Parallel Systems: Cache Coherence, Synchronization, Communication Flashcards
What is the Shared Memory Machine Model?
Also called Dance Hall Architecture
Each CPU has a cache and its own memory
What is a Symmetric Memory Processor Model?
Each CPU has its own cache, but memory is shared by all CPUs
What is the Distributed Shared Memory Model?
Each CPU has its own cache and local memory, but can access other CPU’s memory via the network
How long does it take the SMP model to access main memory and cache?
- 100+ cycles to get to main memory
- ~2 cycles to access cache
What happens on update to a shared cache entry?
- Cache becomes snoop-y (checks for updates)

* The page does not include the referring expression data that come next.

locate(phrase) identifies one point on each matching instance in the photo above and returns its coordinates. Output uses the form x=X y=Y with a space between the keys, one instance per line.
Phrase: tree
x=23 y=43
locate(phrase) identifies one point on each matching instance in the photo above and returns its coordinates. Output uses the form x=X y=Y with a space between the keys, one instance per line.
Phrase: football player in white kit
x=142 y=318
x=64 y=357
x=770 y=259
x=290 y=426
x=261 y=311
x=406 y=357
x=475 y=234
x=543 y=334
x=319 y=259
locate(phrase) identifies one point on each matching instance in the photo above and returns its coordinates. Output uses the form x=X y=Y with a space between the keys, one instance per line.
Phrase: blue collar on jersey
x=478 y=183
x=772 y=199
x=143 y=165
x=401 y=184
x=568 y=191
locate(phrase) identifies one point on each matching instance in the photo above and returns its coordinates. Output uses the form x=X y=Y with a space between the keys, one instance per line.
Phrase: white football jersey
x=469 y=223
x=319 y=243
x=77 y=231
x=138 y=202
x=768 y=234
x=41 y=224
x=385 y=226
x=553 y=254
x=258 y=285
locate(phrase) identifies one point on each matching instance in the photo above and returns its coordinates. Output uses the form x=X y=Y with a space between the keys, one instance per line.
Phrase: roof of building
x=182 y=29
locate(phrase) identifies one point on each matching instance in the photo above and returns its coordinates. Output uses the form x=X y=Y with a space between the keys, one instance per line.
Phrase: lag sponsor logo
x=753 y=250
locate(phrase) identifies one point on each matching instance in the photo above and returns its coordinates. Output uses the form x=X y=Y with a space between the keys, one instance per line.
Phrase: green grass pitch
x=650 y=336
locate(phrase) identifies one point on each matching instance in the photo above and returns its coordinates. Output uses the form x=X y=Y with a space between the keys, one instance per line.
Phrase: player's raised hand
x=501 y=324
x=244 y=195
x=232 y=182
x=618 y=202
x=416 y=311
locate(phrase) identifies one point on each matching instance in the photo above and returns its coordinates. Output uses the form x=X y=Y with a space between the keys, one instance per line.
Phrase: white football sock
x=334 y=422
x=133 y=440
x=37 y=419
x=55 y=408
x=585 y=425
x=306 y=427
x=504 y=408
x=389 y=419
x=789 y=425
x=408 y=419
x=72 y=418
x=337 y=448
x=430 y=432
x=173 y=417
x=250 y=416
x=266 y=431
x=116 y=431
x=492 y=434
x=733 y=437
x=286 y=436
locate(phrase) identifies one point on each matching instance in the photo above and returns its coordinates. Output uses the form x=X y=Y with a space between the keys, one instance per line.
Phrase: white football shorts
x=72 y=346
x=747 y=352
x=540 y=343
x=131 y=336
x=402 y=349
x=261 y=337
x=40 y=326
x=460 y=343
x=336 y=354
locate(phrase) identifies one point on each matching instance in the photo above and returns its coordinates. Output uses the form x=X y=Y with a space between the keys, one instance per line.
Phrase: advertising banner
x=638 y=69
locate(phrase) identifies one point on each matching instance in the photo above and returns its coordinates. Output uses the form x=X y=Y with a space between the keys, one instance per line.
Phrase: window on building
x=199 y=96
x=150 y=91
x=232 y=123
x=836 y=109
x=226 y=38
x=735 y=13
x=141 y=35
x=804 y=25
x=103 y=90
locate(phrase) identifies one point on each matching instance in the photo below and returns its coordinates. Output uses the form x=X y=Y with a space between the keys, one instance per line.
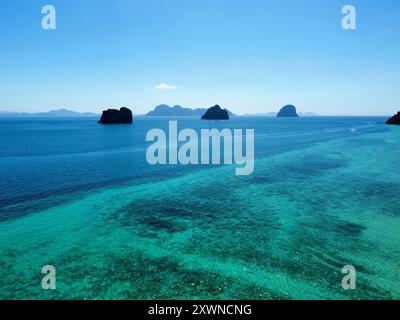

- Can invalidate other pages on change OR update all
What is the memory consistency model?
- Guarantee order of execution
- Program order + arbitrary interleaving
- Sequential consistency
What is memory consistency?
What is the model presented to the programmer
What is cache coherence?
How is the system implementing the model in the presence of private caches?
Shared address space + cache coherence
What is NCC?
Non cache coherence
Shared address space
What are the operations associated with hardware cache coherence?
- Write invalidate: invalidates cache entry if present
- Write update: send updated value to update cache entries
What is the issue with scalability?
- More processors doesn’t necessarily increase performance
- Increased overhead
Can exploit parallelism though
What are synchronization primitives for shared memory programming?
- Locks (exclusive and shared)
- Barriers
What are atomic operations?
- Guarantees no interrupts in instruction
What are examples of atomic operations?
- Test-and-set
- Patch-and-increment
- Fetch_and_Φ (Φ can be anything)
Basically Read Modify Write
Are atomic operations sufficient to ensure synchronization?
- No. Need atomicity system-wide
- Don’t look at the cache, just go straight to memory
What are the issues with scalability with synchronization?
- Latency
- Waiting Time (application problem)
- Contention
What are the goals of spin locks?
- Exploit the cache
- Disruptive of actual workers
- Avoid contention
What are spin locks?
- Spin lock located in cache
- Waiting processes spin on cached copy of lock
What are the issues with spin locks?
- Contention on lock release
- Takes N^2 operations to invalidate and update
What are spin locks with delay?
- Delay after lock release
- Delays should be staggered
- Delay with exponential back off
- Don’t need cache coherence for this to work
What is ticket lock?
- Similar to a deli situation
- Lock has a ticket number that matches the process it is serving
- Other processes have to wait until their number is called
What are the issues with ticket lock?
- Contention can happen if reading from memory
- Invalidate based protocol will cause contention
What are array based queueing locks?
- Circular queue
- Each slot has two values: has_lock, must_wait
- Array size = N number of processors
- queue_last pointer = pointer to last position in queue
- Processes point to where they are placed in the queue
- Processes spin on their spot to get the lock
- On unlock, set self to must_wait and set neighbor to has_lock
What is false sharing?
- Cache block may have multiple variables
- Variable appears shared due to cache layout/how data is stored in the cache
What is gang scheduling?
OS schedules multiple threads of the same process concurrently
How do we handle spin locks over blocking threads?
- Critical section should be small
- Avoid context switching overheads by allowing waiting threads to spin rather than block
What is a linked list based queue-ing locks?
- L stores last_requestor in queue
- Lock will point to current process
- Next process in line will spin on the lock
What is the issue with linked list based queueing locks?
Need mutual exclusion in order to work